Popular Photography Magazine Grand Prize Winner

I’m pleased to blog that I was awarded the Grand Prize in the 2005 photo contest put on annually by Popular Photography Magazine. The contest had ten categories on all subject matter, using any type of camera equipment. It received more than 10,000 entries from around the world.

I was in the town of Gansbaai, South Africa in May 2003 to photograph great white sharks (Carcharodon carcharias). This is one of the most popular places in the world to photograph great white sharks. The shark photography is usually done on the surface from the boat, or underwater from inside a cage. A third method, which I was using, is via a pole cam.



001Polecam

As you can see from the above photo, this involves putting the camera in a waterproof housing and attaching it with a bracket to a long pole, which is then lowered into the water and fired by means of a line attached to the trigger release on the housing.


 003_GreatWhiteShark


 004_GreatWhiteShark
The pole cam enables you to get shark photos that are much closer than what you could normally get underwater from inside a cage.

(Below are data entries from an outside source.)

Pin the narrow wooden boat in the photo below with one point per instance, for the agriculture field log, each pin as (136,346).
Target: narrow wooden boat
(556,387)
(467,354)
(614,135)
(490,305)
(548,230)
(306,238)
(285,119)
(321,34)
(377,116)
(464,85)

As you can see with the photos above (especially the one on the right) you wouldn’t want to be holding the camera housing with your hands when the shark is THIS close!

We had just finished our shark photography for the day, so the crew threw overboard what was left of the bait we had been using to attract the sharks. I had pulled my pole cam out of the water to start disassembling it, when my friend & pro photographer Stuart Westmorland called my attention to the commotion on the water’s surface caused by kelp gulls (Larus dominicanus) who had arrived to feed on the discarded bait.



 004_KelpGulls


 005_KelpGulls
I lowered the pole cam back to surface level and pulled the line, shooting at five frames per second to freeze the action. I had my wide angle zoom lens set to its widest setting, so the gulls were right next to the camera housing’s dome. I was pleased with several of the shots I got. Photo #004 above is the one that won the Grand Prize. I was also partial to #005 on the right, but did not enter it in the contest.
For the techies out there: Nikon F100 camera in Sea & Sea housing with 9″ dome. Nikon 17-35 f2.8 zoom lens set at 17mm and f8 aperture. TTL exposure, shutter speed unrecorded. Natural light. Fuji Provia 100F slide film shot at ISO 200 and then pushed +1 stop in processing at a pro lab in San Francisco.